What values for Ø (0≤Ø≤2π) satisfy the equation? 2 sin Ø cos Ø + √3 cos Ø=0
We can begin by factoring the equation:
2sinØcosØ + √3cosØ = 0
cosØ(2sinØ + √3) = 0
This equation is satisfied when either:
cosØ = 0 or 2sinØ + √3 = 0
When cosØ = 0, it means that Ø is either π/2 or 3π/2 (since 0 ≤ Ø ≤ 2π).

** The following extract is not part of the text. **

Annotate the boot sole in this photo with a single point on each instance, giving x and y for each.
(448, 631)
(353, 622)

When 2sinØ + √3 = 0, we can solve for Ø:
2sinØ = -√3
sinØ = -√3/2
This is possible only in the third and fourth quadrants (where sin is negative). Therefore, possible solutions for Ø are:
Ø = 4π/3 or 5π/3
Putting all the solutions together, we get:
Ø = π/2, 3π/2, 4π/3, or 5π/3.
is that correct
Yes, that is correct.
To find the values of Ø that satisfy the equation 2 sin Ø cos Ø + √3 cos Ø = 0, we can first factor out the common term:
cos Ø (2 sin Ø + √3) = 0
Now, we have two possible cases:
Case 1: cos Ø = 0
In this case, Ø could be any angle where cos Ø equals zero. These angles occur at Ø = π/2 and Ø = 3π/2.
Case 2: 2 sin Ø + √3 = 0
To solve this equation for sin Ø, we subtract √3 from both sides:
2 sin Ø = -√3
Dividing by 2, we get:
sin Ø = -√3/2
We know that sin Ø equals -√3/2 at two standard angles: Ø = 5π/3 and Ø = 4π/3.
So, the values for Ø (0≤Ø≤2π) that satisfy the equation are:
Ø = π/2, Ø = 3π/2, Ø = 5π/3, Ø = 4π/3.